1

I have a text from which I want to extract the first two paragraphs. The text consists of several paragraphs seperated by empty lines. The paragraphs themselves can contain line breaks. What I want to extract is everything from the beginning of the text until the second empty line. This is the original text:

Today I meet my friends in Kyiv to celebrate my new permanent residency status in Ukraine.
Then I went to a nice restaurant with them.

Buy me a Beer: https://www.buymeacoffee.com/johnnyfd

Support the GoFundMe: http://gofundme.com/f/send-money-dire...

Follow Me: 

The text I want to have is:

Today I meet my friends in Kyiv to celebrate my new permanent residency status in Ukraine.
Then I went to a nice restaurant with them.

Buy me a Beer: https://www.buymeacoffee.com/johnnyfd

I tried to create a regular expression doing the job and I though the following seemed to be a possible solution:

(.*|\n)*(?:[[:blank:]]*\n){2,}(.*|\n)*(?:[[:blank:]]*\n){2,}

When I use it in R in stri_extract_all_regex, I receive the following error:

Error in stri_extract_all_regex(video_desc_orig, "(.*|\n)*?(?:[[:blank:]]*\n){2,}(.*?|\n)*(?:[[:blank:]]*\n){2,}") : 
  Regular expression backtrack stack overflow. (U_REGEX_STACK_OVERFLOW)
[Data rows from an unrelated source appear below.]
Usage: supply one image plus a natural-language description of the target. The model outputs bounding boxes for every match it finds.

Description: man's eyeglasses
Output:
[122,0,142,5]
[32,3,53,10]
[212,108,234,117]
It's the first time for me using Regex and I really don't know how to interpret this error. Any help appreciated ;)

talocodat
  • 25
  • 5
  • 2
    Overflows are often because the regex engine finds more than one way to match a string, and backtracks excessively. Indeed, `(.*|\n)*` overlaps with what `(?:[[:blank:]]*\n){2,}` matches, and then when the regular expression engine ends up in a place where it can't find a match, it goes back and tries if there's a different way to reassemble the match at the beginning which lets it proceed. You'll want to refactor the subexpressions so that they can never match the same string. – tripleee Dec 13 '22 at 18:27
  • I'm thinking the first subexpression should be forced to match at least one non-blank, something like `(.*[^[:blank:]].*\n)*` perhaps. – tripleee Dec 13 '22 at 18:30

2 Answers2

2

You have nested quantifiers like (.*|\n)* which creates a lot of paths to explore. This pattern for example first matches all text, and then starts to backtrack to fit in the next parts of the pattern.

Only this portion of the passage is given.